The final piece of this blog series I would like to take some time to discuss the customer. There are direct and indirect ways to capture the voice of the customer to help drive better experiences and better prepare your workforce.
The voice of the customer should be the loudest voice when it comes to measuring quality, because customers have the purchasing power that makes your enterprise successful. Customers are giving you feedback during every interaction, but how do you extract that feedback from a wealth of unstructured data? Customer survey software is often used to understand what the customer is really thinking, and provides a source of structured feedback that is critical to changing business practices and process.
The other source for unstructured feedback is your wealth of voice and screen recordings. Speech and text analytics, although not perfect, are very effective tools for collecting unfiltered customer feedback, i.e., feedback without structured survey questions.

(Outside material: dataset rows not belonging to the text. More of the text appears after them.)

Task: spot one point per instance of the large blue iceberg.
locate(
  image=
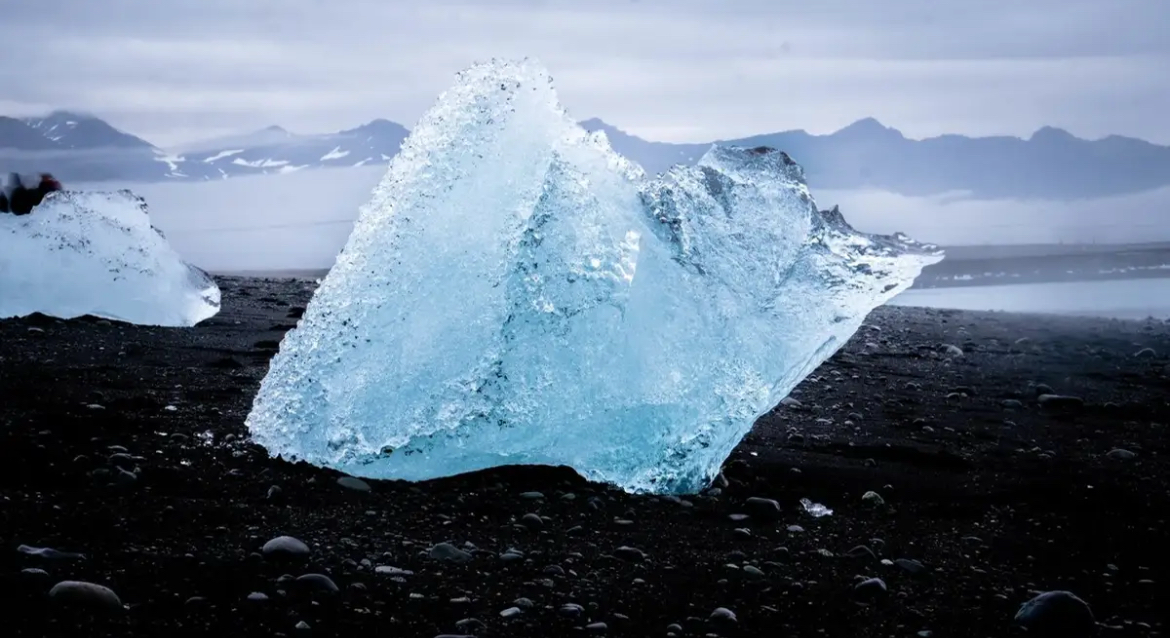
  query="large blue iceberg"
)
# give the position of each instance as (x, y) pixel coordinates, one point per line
(517, 293)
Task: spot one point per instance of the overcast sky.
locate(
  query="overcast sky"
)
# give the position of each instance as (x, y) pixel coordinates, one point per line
(177, 70)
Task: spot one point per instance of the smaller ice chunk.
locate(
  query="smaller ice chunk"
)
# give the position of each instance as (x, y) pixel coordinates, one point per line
(96, 253)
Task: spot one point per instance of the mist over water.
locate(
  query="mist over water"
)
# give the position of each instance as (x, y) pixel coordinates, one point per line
(1134, 299)
(300, 220)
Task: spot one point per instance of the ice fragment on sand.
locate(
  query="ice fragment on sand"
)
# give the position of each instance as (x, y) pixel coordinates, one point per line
(814, 509)
(517, 293)
(96, 253)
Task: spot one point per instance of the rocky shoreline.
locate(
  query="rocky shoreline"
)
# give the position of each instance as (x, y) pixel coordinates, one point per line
(958, 487)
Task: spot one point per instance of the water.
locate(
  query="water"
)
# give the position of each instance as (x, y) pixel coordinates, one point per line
(1120, 299)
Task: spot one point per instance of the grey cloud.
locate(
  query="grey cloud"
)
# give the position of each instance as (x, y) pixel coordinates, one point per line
(695, 69)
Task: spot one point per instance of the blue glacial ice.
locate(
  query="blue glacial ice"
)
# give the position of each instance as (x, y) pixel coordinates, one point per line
(517, 293)
(96, 253)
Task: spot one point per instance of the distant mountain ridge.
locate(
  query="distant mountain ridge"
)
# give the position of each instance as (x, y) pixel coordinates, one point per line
(1051, 164)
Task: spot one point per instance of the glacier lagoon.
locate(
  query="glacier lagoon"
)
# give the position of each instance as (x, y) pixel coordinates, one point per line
(96, 253)
(517, 293)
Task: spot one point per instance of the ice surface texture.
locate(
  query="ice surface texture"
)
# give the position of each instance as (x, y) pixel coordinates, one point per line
(96, 253)
(517, 293)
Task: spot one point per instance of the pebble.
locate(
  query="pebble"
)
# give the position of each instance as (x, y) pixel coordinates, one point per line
(49, 554)
(390, 570)
(763, 507)
(630, 554)
(723, 615)
(449, 553)
(861, 551)
(284, 546)
(1057, 614)
(873, 499)
(871, 588)
(80, 594)
(1059, 400)
(351, 482)
(318, 582)
(910, 566)
(531, 521)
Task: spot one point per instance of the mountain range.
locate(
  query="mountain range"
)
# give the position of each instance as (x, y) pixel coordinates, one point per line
(1051, 164)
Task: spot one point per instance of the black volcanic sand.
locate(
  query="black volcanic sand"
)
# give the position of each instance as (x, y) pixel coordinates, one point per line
(128, 445)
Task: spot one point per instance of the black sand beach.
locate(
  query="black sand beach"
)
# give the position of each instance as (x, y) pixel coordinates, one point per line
(126, 445)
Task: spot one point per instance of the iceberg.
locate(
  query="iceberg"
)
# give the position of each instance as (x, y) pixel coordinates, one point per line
(96, 253)
(516, 293)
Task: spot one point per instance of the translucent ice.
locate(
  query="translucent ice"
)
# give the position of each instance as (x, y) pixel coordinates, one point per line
(517, 293)
(96, 253)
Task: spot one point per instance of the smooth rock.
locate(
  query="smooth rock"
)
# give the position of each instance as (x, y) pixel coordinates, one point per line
(82, 595)
(1057, 614)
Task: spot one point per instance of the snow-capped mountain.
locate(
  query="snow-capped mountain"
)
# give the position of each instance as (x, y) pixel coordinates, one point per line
(82, 148)
(372, 143)
(73, 130)
(866, 155)
(267, 136)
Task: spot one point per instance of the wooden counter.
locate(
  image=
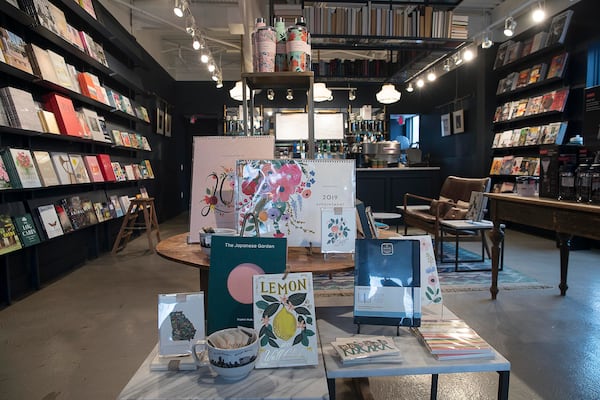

We talked about monitoring at least one call per agent per week as a minimum standard, but random monitoring and surveys typically account for less than 1% of all calls. You will undoubtedly miss most of the good quality calls and most of the poor quality calls for any given agent. That’s where analytics becomes important. Speech and text analytics software give you the capability to search through 100% of your customer interactions and uncover agent best practices as well as issues with individual agents, teams, or operational issues that may span the entire contact center. With the power of Big Data and analytics at your fingertips you can search for positive outcomes such as high customer satisfaction, high quality, high efficiency, or completion of sale, and from these interactions determine what agent technique was used to make the interaction a success. Likewise, you can search for negative outcomes such as low customer satisfaction, disconnects, high average hold time (AHT), holds or transfers, silence or dead air, repeat calls or anger to determine what agent actions created noticeable problems. Analytics can categorize the most important calls for evaluation providing quantifiable data to drive your quality focus.